Thesis Topic: Extreme star formation in quasar host at the cosmic high noon
Thesis Supervisor: Evanthia Hatziminaglou
Luminous star formation and AGN episodes are fundamental to assembling galaxies at z > 1, but the nature of these episodes, and their connection to each other, remain unclear. In part, this is due to an incomplete understanding of stellar and black hole mass assembly events. Furthermore, it is still unclear if star formation events and AGN activity can directly affect one another. A direct relation is motivated by models for galaxy assembly to improve consistency between predictions and observations, most often via `quenching' of star formation by an AGN. However, observational studies of quenching remain inconclusive.
At the same time, the role o mergers in triggering concomitant nuclear and star formation activities is also unclear. It has been established, both observationally and theoretically, that major mergers do trigger such activities, even concomitantly, at redshifts of ~2, however secular processes are also known to play an important role.
The purpose of the proposed project it to approach the issue of a possible causality between AGN activity and star formation in the AGN population and the role of mergers and secular processes as triggers of these activities from multiple angles, and can be broken down into:
1) The study of star formation on the hosts of optically bright SDSS quasars, hosts of type 2 AGN sample selected based on emission line properties, and a comparison between two type 1 and type 2 samples, matched in optical properties and redshift. Herschel-SPIRE fluxes from the Herschel point source catalogue will be used as indicators of the star formation. Already existing Spectral Energy Distribution fitting codes a well as AGN models will be used but updates are foreseen.
2) The study of the dust properties of 28 far-infrared (FIR) bright SDSS quasars at 2<z<4 with available ALMA band 7 continuum data and comparison with results on submm galaxies (SMGs) from the ALMA archive and the literature. This part of the study will help placing the FIR-bright quasar population into the more general context of submm galaxies and their properties.

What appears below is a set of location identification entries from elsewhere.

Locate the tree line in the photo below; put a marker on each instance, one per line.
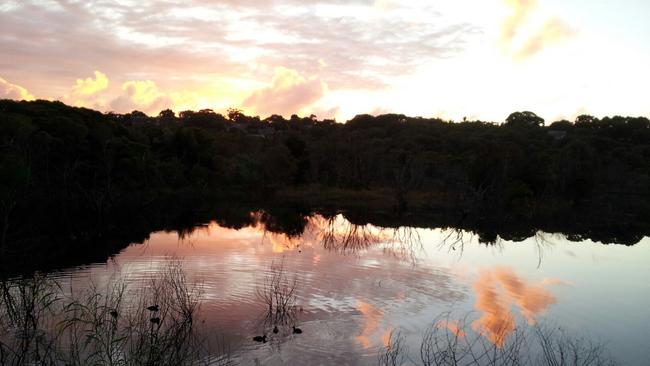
(80, 167)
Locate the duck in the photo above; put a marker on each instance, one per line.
(261, 338)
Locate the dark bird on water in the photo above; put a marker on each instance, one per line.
(260, 338)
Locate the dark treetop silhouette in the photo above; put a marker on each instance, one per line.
(84, 173)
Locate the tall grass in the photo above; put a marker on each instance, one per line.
(278, 293)
(42, 324)
(455, 342)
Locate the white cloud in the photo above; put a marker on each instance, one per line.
(12, 91)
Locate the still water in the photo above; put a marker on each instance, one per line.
(357, 284)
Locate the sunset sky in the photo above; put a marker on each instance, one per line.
(451, 59)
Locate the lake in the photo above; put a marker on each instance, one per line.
(359, 287)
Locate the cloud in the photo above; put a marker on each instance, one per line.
(88, 92)
(289, 93)
(12, 91)
(555, 30)
(90, 86)
(185, 43)
(142, 95)
(521, 9)
(496, 290)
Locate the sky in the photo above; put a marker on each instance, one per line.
(479, 59)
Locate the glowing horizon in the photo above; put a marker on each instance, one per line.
(466, 58)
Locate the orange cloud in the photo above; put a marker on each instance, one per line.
(90, 86)
(289, 93)
(553, 31)
(521, 9)
(496, 291)
(13, 91)
(142, 95)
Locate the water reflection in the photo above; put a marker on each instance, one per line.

3) The preparation of follow up proposals in the optical, near-infrared and submm with a variety of facilities (VLT, WHT, GTC, ALMA, NOEMA) in order to study the multiplicities found in the pilot study of the 28 quasars, identify the new sources found in the vicinity of the quasars and study their nature. An effort will be also made to confirm (or refute) what seem to be single point-like submm counterparts of quasars, implying secular processes at play.